A morte de um neonato, para a maioria dos participantes, limitou-se à interrupção da ordem natural do ciclo vital. Compreendem-na como evento pontual e não como parte integrante do ciclo vital. Essa percepção fica clara na medida em que os profissionais mencionam que o "normal" é os pais e os avós morrerem antes de seus filhos e, ainda, que o "normal" é a pessoa nascer, crescer, amadurecer e morrer, conforme destacado nas falas a seguir.

A morte da criança, na verdade, vem de encontro a um processo histórico. A gente sempre aprende, e a sociedade impõe muito isso, que os pais, os avós vão morrer antes que os filhos. E o processo da morte da criança é inverso, então muita coisa ainda não é aceita na sociedade e que gera angústias e muitos questionamentos [P5].

Eu acho que, quando é uma pessoa adulta, fica mais fácil de aceitar, tem aquelas pessoas que ficam meses sobre uma cama, você acaba se preparando de certa forma, pra deixar essa pessoa ir, mas, quando é uma criança, é muito difícil, pelo fato de acharmos que temos que nascer, crescer, envelhecer e morrer [P8].

Os profissionais mencionaram que muitos pais não compreendem a gravidade do estado de saúde do neonato e/ou, por vezes, negam a gravidade para não se deparar com o inesperado. Nessa direção, alguns participantes destacaram a importância da informação clara e transparente, além da paciência e do profissionalismo em responder aos novos e recorrentes questionamentos ou dúvidas.

Já presenciei uma situação em que a família nem sabia que a criança tinha morrido, porque eles não entenderam, estavam em um processo de negação e não entenderam que havia morrido, achavam que estava ruim, que estavam fazendo o que podiam, mas que não estava dando certo, né. Mas não tinham ou não queriam entender que uma criança também pode morrer. Parece que foge do normal [P21].

A "ordem natural", conforme expresso pelos profissionais, reproduz a ideia de que a morte, socialmente, é previsível e cronológica, ou seja, o normal é as pessoas nascerem, crescerem, se desenvolverem e morrerem. Tal compreensão, no entanto, traduz-se num pensamento linear e simplificado, por isso passível de angústia, tristeza, depressão, dentre outros sinais aparentes ou inaparentes.

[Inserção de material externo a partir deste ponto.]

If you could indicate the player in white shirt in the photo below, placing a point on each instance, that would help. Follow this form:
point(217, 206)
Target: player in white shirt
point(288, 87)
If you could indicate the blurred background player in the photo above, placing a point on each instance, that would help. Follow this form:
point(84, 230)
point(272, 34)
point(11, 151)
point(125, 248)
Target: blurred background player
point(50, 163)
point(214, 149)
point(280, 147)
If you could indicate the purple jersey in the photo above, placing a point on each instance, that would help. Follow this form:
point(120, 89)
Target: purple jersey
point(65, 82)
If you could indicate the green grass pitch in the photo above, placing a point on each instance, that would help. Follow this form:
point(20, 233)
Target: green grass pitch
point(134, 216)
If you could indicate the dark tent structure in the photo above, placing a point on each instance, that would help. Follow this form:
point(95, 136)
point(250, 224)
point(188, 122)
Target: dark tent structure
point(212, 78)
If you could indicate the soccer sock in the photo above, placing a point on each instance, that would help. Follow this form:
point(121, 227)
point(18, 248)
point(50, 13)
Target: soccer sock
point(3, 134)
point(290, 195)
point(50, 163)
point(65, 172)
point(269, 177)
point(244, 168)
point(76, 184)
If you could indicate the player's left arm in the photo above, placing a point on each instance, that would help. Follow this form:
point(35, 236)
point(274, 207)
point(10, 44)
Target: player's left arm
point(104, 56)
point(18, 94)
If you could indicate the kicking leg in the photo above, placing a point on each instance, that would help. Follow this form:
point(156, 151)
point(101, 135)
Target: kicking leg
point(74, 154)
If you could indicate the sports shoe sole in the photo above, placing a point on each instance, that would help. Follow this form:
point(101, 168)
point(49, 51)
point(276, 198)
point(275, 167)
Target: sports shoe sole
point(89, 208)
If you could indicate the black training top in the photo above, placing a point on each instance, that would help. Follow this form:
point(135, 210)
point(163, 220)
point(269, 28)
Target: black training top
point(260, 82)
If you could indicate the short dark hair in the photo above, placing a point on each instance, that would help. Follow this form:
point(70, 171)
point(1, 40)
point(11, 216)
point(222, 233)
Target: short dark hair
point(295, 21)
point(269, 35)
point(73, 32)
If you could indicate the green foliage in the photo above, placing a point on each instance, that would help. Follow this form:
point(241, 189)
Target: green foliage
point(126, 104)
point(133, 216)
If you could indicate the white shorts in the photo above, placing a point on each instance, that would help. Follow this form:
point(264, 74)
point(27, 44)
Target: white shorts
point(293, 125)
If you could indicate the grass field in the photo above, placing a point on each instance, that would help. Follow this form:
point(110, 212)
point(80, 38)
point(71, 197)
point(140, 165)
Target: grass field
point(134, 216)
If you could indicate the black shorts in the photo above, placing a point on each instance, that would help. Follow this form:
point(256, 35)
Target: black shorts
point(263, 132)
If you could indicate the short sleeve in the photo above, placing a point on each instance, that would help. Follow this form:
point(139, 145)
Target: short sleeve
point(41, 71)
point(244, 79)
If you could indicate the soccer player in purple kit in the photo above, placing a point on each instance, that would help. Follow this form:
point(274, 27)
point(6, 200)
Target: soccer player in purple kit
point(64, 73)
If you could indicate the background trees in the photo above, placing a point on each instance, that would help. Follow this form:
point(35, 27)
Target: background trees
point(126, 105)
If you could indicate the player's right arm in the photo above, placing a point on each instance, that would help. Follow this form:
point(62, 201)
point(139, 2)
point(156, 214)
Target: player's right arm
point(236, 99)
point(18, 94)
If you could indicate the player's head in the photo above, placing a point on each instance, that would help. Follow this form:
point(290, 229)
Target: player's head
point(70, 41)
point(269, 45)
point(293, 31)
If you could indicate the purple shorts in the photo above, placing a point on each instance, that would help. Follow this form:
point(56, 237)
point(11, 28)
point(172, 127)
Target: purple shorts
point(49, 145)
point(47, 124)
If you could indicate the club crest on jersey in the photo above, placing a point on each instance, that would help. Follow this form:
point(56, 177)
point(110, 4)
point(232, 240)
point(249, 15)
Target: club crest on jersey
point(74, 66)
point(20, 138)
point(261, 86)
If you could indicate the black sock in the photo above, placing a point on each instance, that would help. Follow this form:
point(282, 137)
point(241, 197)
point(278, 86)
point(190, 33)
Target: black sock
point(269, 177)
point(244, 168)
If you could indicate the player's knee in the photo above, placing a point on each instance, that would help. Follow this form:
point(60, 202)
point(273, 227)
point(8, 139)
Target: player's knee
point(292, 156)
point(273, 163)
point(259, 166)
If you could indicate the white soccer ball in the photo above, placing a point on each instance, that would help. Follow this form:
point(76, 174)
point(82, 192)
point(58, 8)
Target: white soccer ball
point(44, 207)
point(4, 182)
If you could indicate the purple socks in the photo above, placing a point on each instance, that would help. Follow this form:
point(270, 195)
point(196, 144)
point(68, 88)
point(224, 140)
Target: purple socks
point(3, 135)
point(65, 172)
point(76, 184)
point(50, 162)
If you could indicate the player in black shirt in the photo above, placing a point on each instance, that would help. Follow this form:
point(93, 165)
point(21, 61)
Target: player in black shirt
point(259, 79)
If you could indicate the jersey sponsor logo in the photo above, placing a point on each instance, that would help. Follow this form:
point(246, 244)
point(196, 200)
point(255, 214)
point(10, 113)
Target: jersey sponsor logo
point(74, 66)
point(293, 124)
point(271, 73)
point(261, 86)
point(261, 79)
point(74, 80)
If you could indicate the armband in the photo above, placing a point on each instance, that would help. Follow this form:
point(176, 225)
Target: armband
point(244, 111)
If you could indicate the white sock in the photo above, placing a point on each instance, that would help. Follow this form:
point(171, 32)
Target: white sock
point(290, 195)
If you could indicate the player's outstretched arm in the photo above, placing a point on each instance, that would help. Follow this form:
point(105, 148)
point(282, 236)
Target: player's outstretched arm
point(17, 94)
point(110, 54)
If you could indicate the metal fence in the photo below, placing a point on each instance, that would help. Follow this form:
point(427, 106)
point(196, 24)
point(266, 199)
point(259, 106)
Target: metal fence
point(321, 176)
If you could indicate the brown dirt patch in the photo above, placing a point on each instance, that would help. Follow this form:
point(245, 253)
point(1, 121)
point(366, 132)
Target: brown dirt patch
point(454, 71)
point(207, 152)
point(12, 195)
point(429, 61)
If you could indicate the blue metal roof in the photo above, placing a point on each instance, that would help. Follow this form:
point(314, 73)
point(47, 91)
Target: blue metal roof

Morte: processo complexo para o qual não se tem respostas

Além de complexa e efêmera, a morte é concebida pelos profissionais como um fenómeno incerto, obscuro e inexplicável, embora inevitável. Reconhecem que se encontram diante de um evento para o qual não encontram respostas prontas. Em outros momentos, alguns profissionais preferem calar ou se restringir a dar informações para não incorrerem no "erro" de dar alguma informação errónea ou que possa "machucar" o familiar.

Eu nunca falo que tenho certeza se vai morrer ou não, porque a gente já viu crianças que estavam muito mal e sobreviveram [P6].

Eu já procuro nem falar, pra não falar bobagem, porque nessa hora não tem, tu fala, tu dá conforto, mas não há o que dizer [P9].

Outros profissionais relataram a sensação de impotência, de intenso desgaste físico e emocional diante do processo de morte de uma criança, sobretudo no contato com a família. Além de alguns profissionais paralisarem, outros não encontraram palavras para confortar os pais nem mesmo explicações para o que sentem diante da morte, principalmente ao se depararem com o sofrimento dos pais.

Eu estava na noite que ela morreu e sabe o que é não conseguir olhar pra ela... eu tive um sentimento de impotência, sei lá, eu não conseguia nem olhar [P20].

Sabe daquela criança que veio de longe, que chegou e em seguida morreu. Eu estava lá, a mãe logo pegou no meu braço assim [fazendo o gesto] e disse: "Enfermeira, ela vai sobreviver, ela vai ficar bem?" Ela fez aquilo, e a criança estava praticamente morta. Eu paralisei na hora e não consegui falar nada [P23].

Quando eu cheguei, a criança já tinha morrido. Eu vi a mãe sobre a criança, segurando-a com firmeza. Eu não sei nem explicar o que eu sentia na hora. É uma dor que não tem explicação, eu não sei nem o que dizer [P32].

Embora reconheçam que tenham feito o melhor que podiam, alguns profissionais sentem tristeza e a sensação de que pouco ou nada fizeram para salvar a criança ou que poderiam ter feito mais, conforme expresso na fala de um profissional:

É muito triste, de tristeza mesmo, de impotência. Tu pensa que podia ter feito mil coisas a mais, mas naquele momento. Tu se questiona: será que eu fiz tudo? será que não ficou nada? será que ela piorou e eu não percebi? Na hora volta tudo [P34].

Morte: o despertar para um novo estado de vida

Embora alguns profissionais da equipe multiprofissional tivessem demostrado limitada compreensão teórica, sensação de impotência ou não tivessem encontrado palavras para expressar o que sentiram diante da morte ou para confortar os pais e os familiares, outros também sinalizaram que a morte desperta para um novo estado de vida, em outras palavras, para uma nova "ordem" existencial que transcende a compreensão humana.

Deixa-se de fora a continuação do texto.